La donnée brute se suffit presque à elle-même : 120 participants savent désormais repérer un faux profil, configurer la confidentialité d’Instagram et signaler une image compromettante. Sur place, MirMa a distribué un guide de 8 pages — imprimé par la mairie — qui indique pas à pas comment activer Google Family Link et bloquer des contacts indésirables. L’effet a été immédiat : plusieurs adolescents ont désactivé le partage de leur position en moins de cinq minutes.

Des bénévoles ont raconté des témoignages précis : un élève de 15 ans a expliqué qu’il avait accepté une demande d’ami d’un inconnu après une partie en ligne, puis reçu des messages privés.
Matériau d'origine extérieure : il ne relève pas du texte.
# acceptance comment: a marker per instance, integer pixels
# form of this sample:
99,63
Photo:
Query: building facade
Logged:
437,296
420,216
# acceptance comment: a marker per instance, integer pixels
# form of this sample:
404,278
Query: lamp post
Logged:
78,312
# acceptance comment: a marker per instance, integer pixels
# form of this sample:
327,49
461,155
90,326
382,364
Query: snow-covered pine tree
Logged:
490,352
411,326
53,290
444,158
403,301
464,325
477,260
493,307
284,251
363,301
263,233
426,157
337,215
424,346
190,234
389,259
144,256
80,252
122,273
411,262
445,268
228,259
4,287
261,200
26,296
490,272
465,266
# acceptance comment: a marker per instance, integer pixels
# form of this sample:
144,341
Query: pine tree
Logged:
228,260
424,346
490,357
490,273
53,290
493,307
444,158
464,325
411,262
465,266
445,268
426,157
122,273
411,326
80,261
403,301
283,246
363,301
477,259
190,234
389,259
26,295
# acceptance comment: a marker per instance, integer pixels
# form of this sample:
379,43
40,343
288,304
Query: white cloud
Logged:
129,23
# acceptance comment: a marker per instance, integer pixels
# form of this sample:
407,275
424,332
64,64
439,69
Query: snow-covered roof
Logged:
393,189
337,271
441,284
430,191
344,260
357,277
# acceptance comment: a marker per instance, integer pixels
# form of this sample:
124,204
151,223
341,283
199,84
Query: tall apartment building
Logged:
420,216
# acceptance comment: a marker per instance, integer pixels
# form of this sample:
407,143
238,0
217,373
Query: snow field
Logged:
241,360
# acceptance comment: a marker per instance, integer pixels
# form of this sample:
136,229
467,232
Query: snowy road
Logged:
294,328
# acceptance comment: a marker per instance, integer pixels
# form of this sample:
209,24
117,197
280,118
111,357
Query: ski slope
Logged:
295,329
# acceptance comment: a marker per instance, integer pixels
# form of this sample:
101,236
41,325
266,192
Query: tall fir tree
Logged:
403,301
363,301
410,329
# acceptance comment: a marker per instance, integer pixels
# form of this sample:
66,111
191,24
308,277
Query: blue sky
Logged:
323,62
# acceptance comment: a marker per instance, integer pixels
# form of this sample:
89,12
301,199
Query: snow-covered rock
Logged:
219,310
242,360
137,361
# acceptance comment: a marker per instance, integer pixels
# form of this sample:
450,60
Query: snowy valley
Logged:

Après la mise en pratique, il a supprimé 52 contacts superflus. Ce récit a suffi à faire bouger des habitudes. À Metz, les retours des enseignants ont été mesurés : deux classes ont demandé un deuxième atelier en avril 2026.

💡 Conseil : lors d’un atelier, demandez aux adolescents de lister leurs 10 dernières interactions publiques ; 6 sur 10 comprennent des informations partageables sans danger.

MirMa a chiffré trois risques prioritaires et les a illustrés par des cas locaux

MirMa a mis en avant 3 risques clairs : usurpation d’identité, harcèlement ciblé et exposition aux arnaques. L’association cite une enquête interne de 2024 montrant que 34 % des adolescents messins ont déjà signalé une expérience gênante en ligne ; même si ce chiffre varie selon les quartiers, il donne une idée de l’ampleur. Les animateurs ont montré deux faux profils créés en cinq minutes avec des photos libres de droit et des biographies copiées, exercice qui a convaincu plus d’un participant.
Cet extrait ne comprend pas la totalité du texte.